Dev-0832 is a malicious software (malware) that has been observed in multiple compromises, notably impacting the US education sector. The malware infiltrates systems via suspicious downloads, emails, or websites, and once installed, it can steal personal information, disrupt operations, or hold data hostage for ransom. A specific command "powershell.exe ntdsutil.exe 'ac i ntds' ifm 'create full c:\temp_l0gs' q q" has been identified in numerous breaches associated with Dev-0832. Microsoft reported this PowerShell command being leveraged in Vice Society compromises by the same cluster, highlighting its widespread use. There is an evident correlation between the activities of Vice Society (identified as DEV-0832) and the deployment of Rhysida ransomware.

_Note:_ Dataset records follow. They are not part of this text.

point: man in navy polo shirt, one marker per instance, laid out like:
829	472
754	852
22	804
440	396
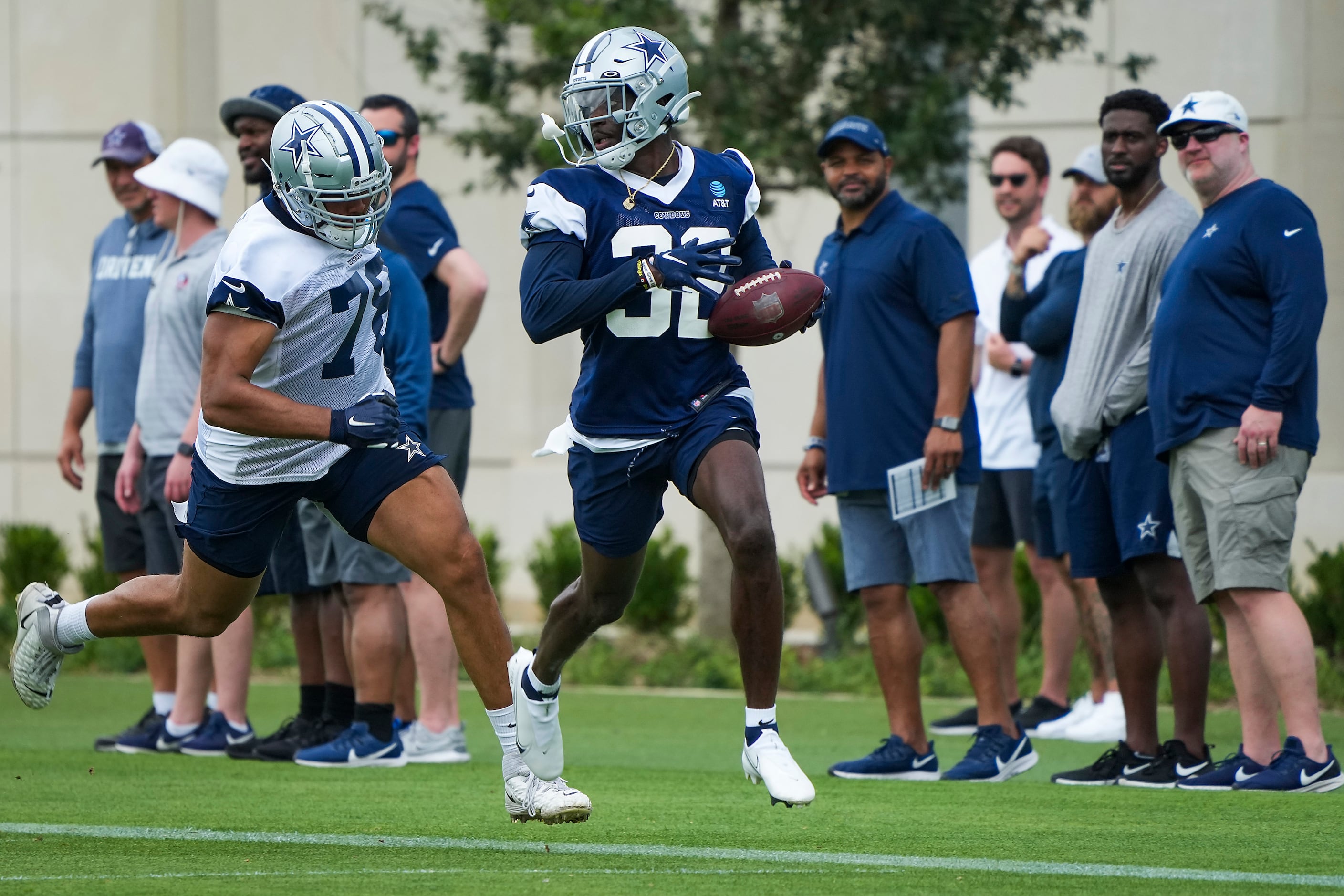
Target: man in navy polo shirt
896	387
1233	394
455	285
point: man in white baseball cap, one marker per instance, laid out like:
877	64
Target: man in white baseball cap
187	191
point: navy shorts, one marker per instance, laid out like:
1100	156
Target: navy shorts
1120	504
1050	500
619	495
236	527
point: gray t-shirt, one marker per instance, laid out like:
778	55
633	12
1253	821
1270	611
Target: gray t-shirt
170	363
1106	378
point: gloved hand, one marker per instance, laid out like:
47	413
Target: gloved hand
683	265
371	422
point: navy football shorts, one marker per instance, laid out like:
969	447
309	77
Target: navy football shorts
236	527
619	495
1120	503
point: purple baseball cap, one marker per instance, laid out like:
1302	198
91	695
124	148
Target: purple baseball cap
131	142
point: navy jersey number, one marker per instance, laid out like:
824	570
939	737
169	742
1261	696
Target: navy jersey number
690	324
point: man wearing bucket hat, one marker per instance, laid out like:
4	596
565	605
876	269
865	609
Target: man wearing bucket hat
186	187
106	365
1233	397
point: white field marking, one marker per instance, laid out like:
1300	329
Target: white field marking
652	851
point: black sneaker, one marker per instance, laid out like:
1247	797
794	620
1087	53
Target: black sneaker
295	735
108	743
1041	711
1172	763
966	723
1108	769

This connection was drawn after observing similar patterns of compromise and exploitation. Rhysida ransomware is known for its destructive capabilities, making this link particularly concerning for targeted sectors. Open source reporting has confirmed similarities between Vice Society (DEV-0832) activity and the actors deploying Rhysida ransomware. Furthermore, there is evidence that Rhysida actors operate in a ransomware-as-a-service (RaaS) model. In this model, ransomware tools and infrastructure are leased out, allowing other malicious actors to carry out attacks under a profit-sharing agreement. This revelation underscores the sophisticated nature of these cyber threats and the need for robust cybersecurity measures.